Montrer qu’on a mis en place des mesures très concrètes, des certifications, des labels, des décisions, des nominations. Montrer par l’exemple, quitte à abandonner un peu de toute puissance, pour gagner en valeur. Quitte également à ouvrir ses portes, à travailler sur la transparence de la marque. C’est ce qui donnera d’autant plus de crédit aux gages que tout le monde, bientôt, sera fier de mettre en avant. Il existe, là aussi, une prime à celles et ceux qui iront directement plus loin, sans attendre de ne plus avoir le choix pour le faire.

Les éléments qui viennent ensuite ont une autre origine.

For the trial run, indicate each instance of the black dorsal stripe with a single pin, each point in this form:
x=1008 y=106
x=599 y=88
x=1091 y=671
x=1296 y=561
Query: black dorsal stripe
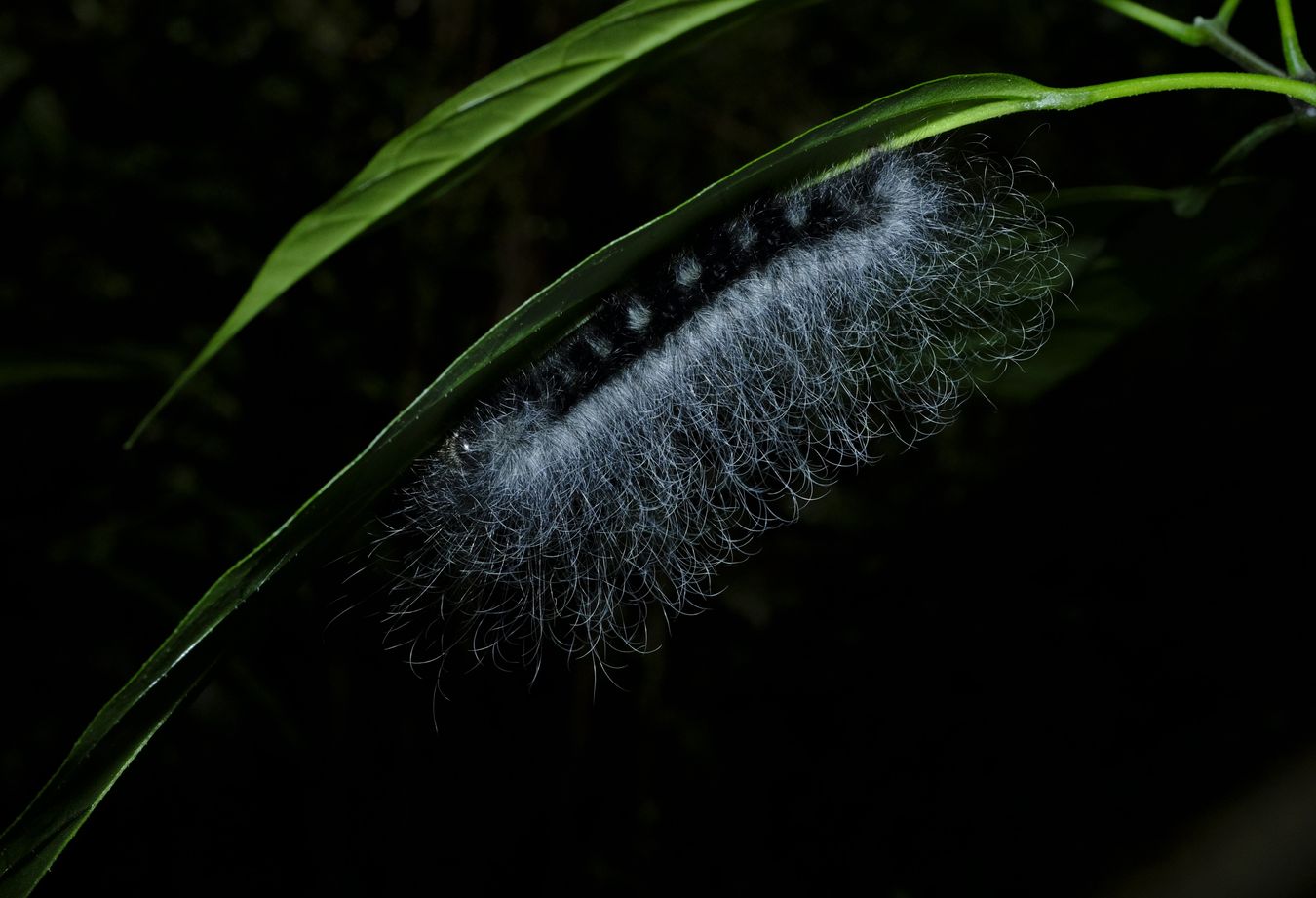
x=669 y=295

Danone, comme première "entreprise à mission" en est un bon exemple. La "raison d’être" d’Orange permet de poser les bonnes questions, mais aussi très récemment la nomination de Monsieur Thiam au Conseil d’administration de Kering (dont l’annonce précisait bien que la décision avait été prise il y a plusieurs semaines) ou de Madame Tchoungui au groupe Orange est, enfin, une décision de sens.

Cette nouvelle façon de communiquer "par l’action" fait naître des opportunités : c’est l’ensemble de la chaîne de valeur du message (des agences conseils aux médias) qui peut en profiter et proposer aux marques de nouvelles façons de faire, plus modernes, plus modestes, moins triomphantes.

À l’image finalement de l’époque que nous traversons.